We relied on database trait measures (USDA PLANTS Database, plants.usda.gov; LEDA Traitbase, (Kleyer et al. 2008), the Royal Botanic Gardens Kew Seed Information Database, data.kew.org/sid/) to further address which traits confer native plant species establishment success. These included functional group, bloom time, life history strategy, seed weight, specific leaf area, expected height at maturity, rate of vegetative spread, and root morphology. This effort focused on establishment traits only, which differed from the broader set of traits used to organize the functional diversity seed mixture treatments. We then calculated the percent establishment of each species by determining the number of sites each species was seeded in divided by the number of sites where each species was scored as present at any point in study (which could be larger due to spread to unseeded sites). We also ran a redundancy analysis (RDA) model to determine which components of the matrix of traits predicted establishment success of the seeded species. RDA is a method of constrained ordination which is capable of partitioning variation across multiple explanatory factors. Because the functional trait model was not significant, we estimated establishment success of each species by calculated phylogenetic signal (Blomburg’s K), based on the phylogenetic tree created in Phylocom.

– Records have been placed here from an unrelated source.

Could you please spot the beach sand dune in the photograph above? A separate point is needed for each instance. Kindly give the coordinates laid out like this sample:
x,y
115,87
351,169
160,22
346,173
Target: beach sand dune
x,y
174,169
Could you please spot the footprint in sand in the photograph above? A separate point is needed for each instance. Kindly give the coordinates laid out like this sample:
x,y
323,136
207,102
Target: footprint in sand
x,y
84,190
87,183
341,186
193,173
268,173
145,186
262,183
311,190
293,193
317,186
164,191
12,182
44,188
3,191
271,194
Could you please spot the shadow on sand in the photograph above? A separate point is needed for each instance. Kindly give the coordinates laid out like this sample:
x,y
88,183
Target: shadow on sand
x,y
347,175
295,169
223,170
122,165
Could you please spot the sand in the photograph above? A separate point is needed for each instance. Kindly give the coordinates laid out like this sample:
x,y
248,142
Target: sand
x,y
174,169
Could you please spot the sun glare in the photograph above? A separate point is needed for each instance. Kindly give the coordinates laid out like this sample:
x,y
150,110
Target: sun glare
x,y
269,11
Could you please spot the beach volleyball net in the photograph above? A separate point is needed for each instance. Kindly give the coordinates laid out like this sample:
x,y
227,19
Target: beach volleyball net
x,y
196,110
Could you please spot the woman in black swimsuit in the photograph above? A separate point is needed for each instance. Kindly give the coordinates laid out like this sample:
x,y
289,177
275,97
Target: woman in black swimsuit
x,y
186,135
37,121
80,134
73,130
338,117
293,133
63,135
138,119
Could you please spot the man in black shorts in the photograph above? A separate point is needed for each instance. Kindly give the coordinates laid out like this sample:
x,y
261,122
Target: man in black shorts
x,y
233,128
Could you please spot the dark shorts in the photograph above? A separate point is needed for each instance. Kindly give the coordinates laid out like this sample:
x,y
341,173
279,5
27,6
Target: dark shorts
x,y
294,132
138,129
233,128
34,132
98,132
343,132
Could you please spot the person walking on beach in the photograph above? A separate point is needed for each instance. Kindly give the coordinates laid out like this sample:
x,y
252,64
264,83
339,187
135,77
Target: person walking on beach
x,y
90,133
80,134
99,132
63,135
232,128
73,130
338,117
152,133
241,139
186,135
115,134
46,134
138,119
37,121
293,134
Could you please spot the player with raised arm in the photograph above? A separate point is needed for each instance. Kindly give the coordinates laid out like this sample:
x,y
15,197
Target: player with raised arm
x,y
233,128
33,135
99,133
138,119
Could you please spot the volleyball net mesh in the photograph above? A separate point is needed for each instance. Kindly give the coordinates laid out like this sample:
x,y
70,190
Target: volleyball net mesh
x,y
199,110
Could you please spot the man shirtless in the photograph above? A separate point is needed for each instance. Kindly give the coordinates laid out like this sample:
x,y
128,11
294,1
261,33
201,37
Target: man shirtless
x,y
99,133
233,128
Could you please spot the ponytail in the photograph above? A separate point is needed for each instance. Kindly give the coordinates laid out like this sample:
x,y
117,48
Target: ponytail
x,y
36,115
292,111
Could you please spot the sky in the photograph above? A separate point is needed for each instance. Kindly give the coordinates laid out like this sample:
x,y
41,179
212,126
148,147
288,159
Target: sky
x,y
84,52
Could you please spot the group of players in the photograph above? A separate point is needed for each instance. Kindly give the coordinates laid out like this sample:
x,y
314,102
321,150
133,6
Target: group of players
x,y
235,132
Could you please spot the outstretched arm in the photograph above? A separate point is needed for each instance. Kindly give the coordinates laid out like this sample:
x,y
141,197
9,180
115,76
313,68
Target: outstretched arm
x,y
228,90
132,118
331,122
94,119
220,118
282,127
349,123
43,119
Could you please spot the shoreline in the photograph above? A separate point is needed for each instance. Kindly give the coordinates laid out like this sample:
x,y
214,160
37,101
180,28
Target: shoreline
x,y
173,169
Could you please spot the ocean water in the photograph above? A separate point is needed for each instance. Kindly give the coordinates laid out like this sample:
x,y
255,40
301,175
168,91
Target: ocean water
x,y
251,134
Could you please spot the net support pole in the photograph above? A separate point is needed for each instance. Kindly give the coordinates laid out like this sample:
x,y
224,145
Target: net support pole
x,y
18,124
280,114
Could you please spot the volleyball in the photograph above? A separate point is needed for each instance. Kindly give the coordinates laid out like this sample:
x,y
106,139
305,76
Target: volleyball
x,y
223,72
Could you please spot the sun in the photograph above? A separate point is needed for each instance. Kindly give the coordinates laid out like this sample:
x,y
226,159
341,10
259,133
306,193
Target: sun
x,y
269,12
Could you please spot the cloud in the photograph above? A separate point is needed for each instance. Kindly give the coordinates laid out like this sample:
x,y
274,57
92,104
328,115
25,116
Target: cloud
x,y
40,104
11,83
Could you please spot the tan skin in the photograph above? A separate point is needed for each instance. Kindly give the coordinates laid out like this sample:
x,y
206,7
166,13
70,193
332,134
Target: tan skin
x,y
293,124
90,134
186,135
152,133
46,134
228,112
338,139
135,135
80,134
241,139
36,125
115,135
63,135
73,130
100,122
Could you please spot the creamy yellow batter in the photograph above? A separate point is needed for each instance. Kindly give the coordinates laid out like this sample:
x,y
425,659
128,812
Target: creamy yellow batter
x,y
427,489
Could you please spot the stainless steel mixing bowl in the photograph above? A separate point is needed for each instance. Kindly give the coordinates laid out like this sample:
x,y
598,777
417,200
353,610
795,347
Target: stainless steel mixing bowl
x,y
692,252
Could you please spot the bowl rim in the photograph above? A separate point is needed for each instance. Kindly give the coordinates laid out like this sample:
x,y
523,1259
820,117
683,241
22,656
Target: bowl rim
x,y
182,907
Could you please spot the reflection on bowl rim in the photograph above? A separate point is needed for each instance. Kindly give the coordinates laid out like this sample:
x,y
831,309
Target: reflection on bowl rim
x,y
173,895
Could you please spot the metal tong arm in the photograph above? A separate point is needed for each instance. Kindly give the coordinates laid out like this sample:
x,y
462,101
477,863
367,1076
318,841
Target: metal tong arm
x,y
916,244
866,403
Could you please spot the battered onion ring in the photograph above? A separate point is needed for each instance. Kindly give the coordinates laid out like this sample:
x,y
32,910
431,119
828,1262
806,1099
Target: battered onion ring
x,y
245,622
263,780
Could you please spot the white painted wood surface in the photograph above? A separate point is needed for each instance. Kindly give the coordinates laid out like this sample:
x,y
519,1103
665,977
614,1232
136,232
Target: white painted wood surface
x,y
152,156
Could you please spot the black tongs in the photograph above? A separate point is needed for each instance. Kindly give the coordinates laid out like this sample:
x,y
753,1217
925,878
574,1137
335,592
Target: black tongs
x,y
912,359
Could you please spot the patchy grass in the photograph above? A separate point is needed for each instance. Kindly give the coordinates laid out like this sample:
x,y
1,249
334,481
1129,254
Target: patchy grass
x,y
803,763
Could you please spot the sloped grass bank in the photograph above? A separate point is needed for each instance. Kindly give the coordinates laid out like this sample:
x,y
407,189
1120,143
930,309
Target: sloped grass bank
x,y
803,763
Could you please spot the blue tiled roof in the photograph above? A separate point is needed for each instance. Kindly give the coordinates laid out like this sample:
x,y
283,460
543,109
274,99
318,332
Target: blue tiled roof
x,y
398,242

This allowed us to determine whether closely related species were more likely to show similar rates in establishment success. This analysis was carried out in the phylocomr package in R. All statistical analyses were carried out in R version 4.0.2 (R Core Team 2020)

Del Tredici, P. 2010. Wild urban plants of the northeast: a field guide. Comstock Publishing, Ithaca, NY.

Laliberte, E., and Legendre, P. 2010. A distance-based framework for measuring functional diversity from multiple traits. Ecology 91: 299-305.

R Core Team. 2020. R: A language and environment for statistical computing. R Foundation for Statistical Computing, Vienna, Austria.

Webb, C.O., Ackerly, D.D., McPeek, M.A., and Donoghue, M.J. 2002. Phylogenies and community ecology. Annual Review of Ecology and Systematics 33:475-505.